Sous Vide Egg Bites are the new item on Starbucks’ menu. Reportedly Starbucks got so many requests for egg sandwiches sans bread that they came up with a breadless egg choice. Each order of Egg Bites consists of two little discs of egg, about three bites each. They come in Bacon & Gruyere (shown), and Egg White & Red Pepper.
They are cooked “sous vide,” a method that is growing in popularity. “Sous vide” means “under vacuum,” and refers to the fact that foods to be cooked this way are vacuum sealed in plastic, then immersed in a water bath that holds a very steady temperature no higher than the desired temperature of the finished dish. Starbucks puts the egg mixture, cheese, and other ingredients in little molds before vacuum-sealing. After all, if you just put beaten eggs in a plastic bag, then put it in a vacuum sealer, you’d make an awful mess.
Anyway, the result is little bits of eggy food that can be rewarmed in the microwave, and eaten with the fingers or a plastic fork. The texture is described as “velvety.” I have tried the Bacon & Gruyere Sous Vide Egg Bites, and the adjective is apt. The tender texture apparently comes from cooking sous vide. The Bacon & Gruyere SVEBs are quite tasty. (I have not tried the Egg White & Red Pepper Sous Vide Egg Bites because I am opposed to the very notion of throwing away egg yolks. That’s where all the vitamins are.)

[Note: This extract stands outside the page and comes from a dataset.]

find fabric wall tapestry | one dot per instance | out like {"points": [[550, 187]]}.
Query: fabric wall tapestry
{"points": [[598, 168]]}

Unfortunately, two Bacon & Gruyere SVEGs — a serving — contain 9 grams of carbohydrate, none of it fiber. I assume this is because they contain both potato starch and rice starch, though no wheat, and I’m guessing no gluten. Too, the first ingredient on the list is cottage cheese, the carb count of which varies from brand to brand. If I’m eating out, I’d rather take the time to get a couple of fried or scrambled eggs and a side of bacon, hold the extra carbs.
But that’s me. I’m asking you: Have you tried Egg Bites? Would you try them? If you have, did you like them? Under what circumstances would these be your breakfast of choice? Would you eat ’em at Starbucks, or take them to go? Enquiring cookbook authors want to know.